Un’idea molto diffusa è che i cristiani debbano soffrire, debbano portare la propria croce, affrontare tante difficoltà perché è così che Dio vuole e tutte queste sofferenze saranno ripagate in Paradiso.
Sicuramente un tempo aveva senso spiegare in questo modo la croce di Gesù, per dare una giustificazione alle fatiche e alle ingiustizie che tanti vivevano. Pensiamo alle realtà dove la maggior parte delle persone erano contadini, lavoravano duramente per uno stipendio misero e non potevano cambiare la loro situazione.

Ma se fosse così, la croce sarebbe solo una visione umana e soprattutto non avrebbe niente dell’amore di cui Gesù parla!

Un genitore non darebbe mai il proprio figlio in mano a gente di cui non si fida, ancora meno sapendo che è l’Unigenito, il suo unico figlio. Dio invece dona suo figlio a persone pericolose, che sicuramente l’avrebbero ucciso, perché hanno continuato ad aspettare il messia che si erano costruiti e non accettare lo stile di vita proposto da Gesù.

Gesù era scomodo (e continua ad esserlo anche oggi), ha ribaltato il modo di pensare degli scribi e dei farisei che, in nome di Dio, volevano preservare solamente i loro privilegi.
Ma non si è sottratto al suo compito, quello di annunciare che un’altra è la via che conduce alla Vita Piena.

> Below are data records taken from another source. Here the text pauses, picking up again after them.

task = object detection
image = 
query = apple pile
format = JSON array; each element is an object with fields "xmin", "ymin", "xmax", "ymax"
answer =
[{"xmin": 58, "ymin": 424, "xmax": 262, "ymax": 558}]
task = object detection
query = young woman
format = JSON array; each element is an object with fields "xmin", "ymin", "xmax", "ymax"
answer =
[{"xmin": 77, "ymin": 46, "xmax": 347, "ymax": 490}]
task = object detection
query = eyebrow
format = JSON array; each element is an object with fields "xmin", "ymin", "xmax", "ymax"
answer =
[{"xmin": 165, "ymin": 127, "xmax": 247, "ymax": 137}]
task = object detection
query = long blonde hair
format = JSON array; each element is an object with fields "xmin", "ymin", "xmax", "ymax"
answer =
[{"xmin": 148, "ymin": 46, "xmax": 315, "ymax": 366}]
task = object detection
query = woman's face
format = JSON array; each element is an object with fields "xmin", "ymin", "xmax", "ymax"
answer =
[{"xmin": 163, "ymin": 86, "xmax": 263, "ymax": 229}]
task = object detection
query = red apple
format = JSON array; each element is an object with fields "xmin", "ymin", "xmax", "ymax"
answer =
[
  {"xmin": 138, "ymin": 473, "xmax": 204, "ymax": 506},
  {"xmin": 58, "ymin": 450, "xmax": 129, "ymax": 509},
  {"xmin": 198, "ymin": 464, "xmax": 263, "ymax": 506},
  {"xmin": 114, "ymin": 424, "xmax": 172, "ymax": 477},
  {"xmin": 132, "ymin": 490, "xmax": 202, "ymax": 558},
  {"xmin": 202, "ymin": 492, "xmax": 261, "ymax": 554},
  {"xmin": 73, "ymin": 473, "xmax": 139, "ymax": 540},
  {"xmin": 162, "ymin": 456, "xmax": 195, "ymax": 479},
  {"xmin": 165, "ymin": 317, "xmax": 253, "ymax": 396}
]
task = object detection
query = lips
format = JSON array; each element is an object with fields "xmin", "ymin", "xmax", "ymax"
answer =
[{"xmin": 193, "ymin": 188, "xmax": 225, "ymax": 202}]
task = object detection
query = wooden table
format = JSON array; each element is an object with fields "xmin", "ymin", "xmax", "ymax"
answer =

Dio voleva dimostrarci a tutti i costi quanto ci amasse e più che donarci suo Figlio non sapeva come altro fare.
Lui è innamorato pazzo di noi e ci invita a essere suoi figli: certo, siamo già tutti suoi figli, ma aspetta una nostra risposta, aspetta che corrispondiamo al suo amore, proprio come avviene in una coppia. Se solo uno dei due è innamorato non parte niente, la storia inizia quando tutti e due ci stanno!

La croce, allora, non è una serie di sofferenze da sopportare a testa bassa, perché siamo cristiani ed è quello che ci meritiamo, ma è il segno dell’amore grande di Dio!